"Sejak tahun 2005, meski dalam satu lahan, tapi titik pembuangannya selalu berpindah," ujar Suratmi, salah seorang pemulung di lokasi kepada Tempo, hari ini.
Menurut Suratmi, sampah berupa kardus, potongan kain, styrofoam, plastik, dan kertas berasal dari industri yang ada di kawasan pergudangan itu. Sampah diangkut dan dibuang dengan menggunakan truk sampah milik pengembang. "Truknya bertuliskan PT Parung Harapan, setiap harinya ada 8-9 truk buang sampah di sini," kata wanita berusia 50 tahun itu.
Suratmi mengaku ia dan delapan pemulung lainnya mau tidak mau membangun pondok semi-permanen untuk menampung hasil pulungan mereka. Selanjutnya, sampah yang berhasil mereka kumpulkan mereka jual kepada bandar sampah yang ada di lokasi itu.
Berdasarkan pantauan Tempo, lahan kosong seluas 100 hektare yang berada di pinggir Pantai Dadap hampir sebagian besar pernah dijadikan tempat pembuangan sampah. Hal tersebut terlihat dari bekas sampah yang tertimbun di dalam tanah dan bekas sampah yang berserakan di lokasi itu.
Titik pembuangan selalu berubah dan bekas timbunan sampah yang sudah tidak bisa dipilah lagi dibakar dan ditimbun pemulung. Selanjutnya, lokasi pembuangan sampah akan digeser ke titik berikutnya.

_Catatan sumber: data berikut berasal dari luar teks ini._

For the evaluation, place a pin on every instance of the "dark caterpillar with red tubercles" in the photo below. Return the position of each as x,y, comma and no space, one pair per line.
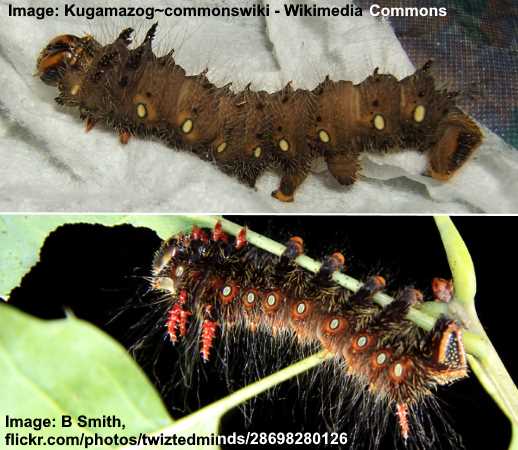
215,286
246,133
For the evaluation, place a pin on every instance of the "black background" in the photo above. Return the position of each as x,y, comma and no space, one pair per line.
98,271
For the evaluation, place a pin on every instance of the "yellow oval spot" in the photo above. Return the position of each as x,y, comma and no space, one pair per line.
187,126
379,122
141,110
221,147
284,145
324,136
419,113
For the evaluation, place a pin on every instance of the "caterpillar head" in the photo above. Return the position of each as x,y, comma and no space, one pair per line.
62,53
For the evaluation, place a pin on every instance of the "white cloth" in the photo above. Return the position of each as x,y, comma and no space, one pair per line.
48,163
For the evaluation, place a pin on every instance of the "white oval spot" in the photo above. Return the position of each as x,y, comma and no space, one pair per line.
334,324
284,145
226,291
379,122
381,358
187,126
324,136
419,113
362,341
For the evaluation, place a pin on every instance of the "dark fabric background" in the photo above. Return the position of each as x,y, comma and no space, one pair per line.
475,49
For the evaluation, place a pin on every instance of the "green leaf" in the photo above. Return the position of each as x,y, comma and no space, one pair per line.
206,420
21,237
69,367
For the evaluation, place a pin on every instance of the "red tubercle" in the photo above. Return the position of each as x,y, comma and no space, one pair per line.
197,234
182,297
241,239
184,321
173,320
402,415
218,234
208,333
178,318
442,290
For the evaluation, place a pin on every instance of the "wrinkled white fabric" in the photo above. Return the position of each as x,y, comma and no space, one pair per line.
48,163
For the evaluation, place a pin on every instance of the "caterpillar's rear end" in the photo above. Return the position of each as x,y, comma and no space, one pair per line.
246,133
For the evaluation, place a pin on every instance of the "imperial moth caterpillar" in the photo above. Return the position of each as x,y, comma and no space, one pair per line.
110,268
246,133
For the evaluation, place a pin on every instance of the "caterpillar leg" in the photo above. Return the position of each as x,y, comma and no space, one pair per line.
457,138
288,185
344,167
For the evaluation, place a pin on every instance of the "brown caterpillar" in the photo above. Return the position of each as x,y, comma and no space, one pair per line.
215,286
245,133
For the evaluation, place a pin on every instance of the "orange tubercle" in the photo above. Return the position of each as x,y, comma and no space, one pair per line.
282,197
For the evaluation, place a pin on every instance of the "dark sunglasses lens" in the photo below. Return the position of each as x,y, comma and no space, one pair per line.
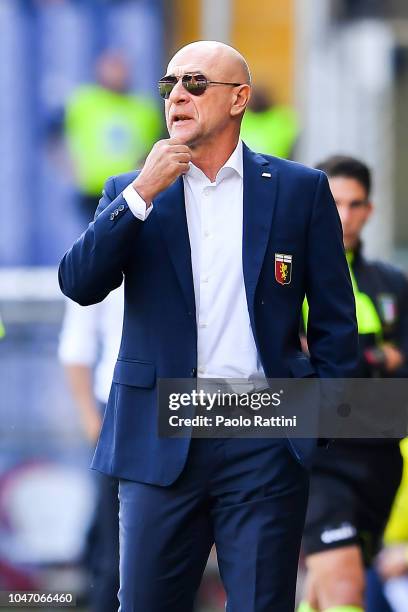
195,84
166,87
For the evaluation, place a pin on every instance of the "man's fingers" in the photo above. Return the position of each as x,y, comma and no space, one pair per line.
182,157
180,149
173,140
184,168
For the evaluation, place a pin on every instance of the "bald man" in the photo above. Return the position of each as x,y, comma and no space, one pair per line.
218,246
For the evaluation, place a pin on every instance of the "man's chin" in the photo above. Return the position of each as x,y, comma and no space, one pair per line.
184,134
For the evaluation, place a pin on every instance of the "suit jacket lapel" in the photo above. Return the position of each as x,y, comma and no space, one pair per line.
260,193
170,209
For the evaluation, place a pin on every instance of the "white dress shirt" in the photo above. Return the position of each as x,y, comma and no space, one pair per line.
90,336
225,345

Kini lokasi yang dijadikan tempat pembuangan sampah hanya berjarak sekitar 20 meter dari bibir Pantai Dadap dan muara dadap. Bau sampah yang menumpuk dan asap yang ditimbulkan dari pembakaran tercium dari jarak ratusan meter. Karena jaraknya sangat dekat dengan pantai, jika laut pasang, naik ke darat dan menyeret sampah-sampah itu ke laut.
Fakta yang ditemukan di lapangan itu sangat berbeda dengan keterangan pengembang kawasan pergudangan itu, PT Parung Harapan. "Sampah kami kumpulkan lalu diangkut oleh truk dinas kebersihan, sehari tiga kali," ujar Oscar, Kepala Bagian Umum PT Parung Harapan.
Ia mengakui jika lokasi yang dijadikan TPS liar itu adalah milik pengembang. "Luasnya 100 hektare dan akan kami bangun gudang semua," kata dia. Menurut dia, lahan tersebut kerap mereka gunakan untuk tempat pembuangan sampah sementara jika sampah tidak terangkut karena terbatasnya armada pengangkut sampah milik Pemerintah Kabupaten Tangerang. "Sifatnya insidentil saja," kilah Oscar.
Menurut Oscar, setiap harinya 1.500 gudang yang sebagian besar telah beralihfungsi sebagai industri itu menghasilkan sekitar 10 ton sampah. "Tapi tempat pembuangan sampah itu sudah kami tutup dan timbun sejak tiga bulan lalu," lanjut Oscar. Namun, fakta di lapangan yang ditemukan Tempo, tempat pembuangan sampah di lokasi itu masih berlangsung tiap pagi dan sore.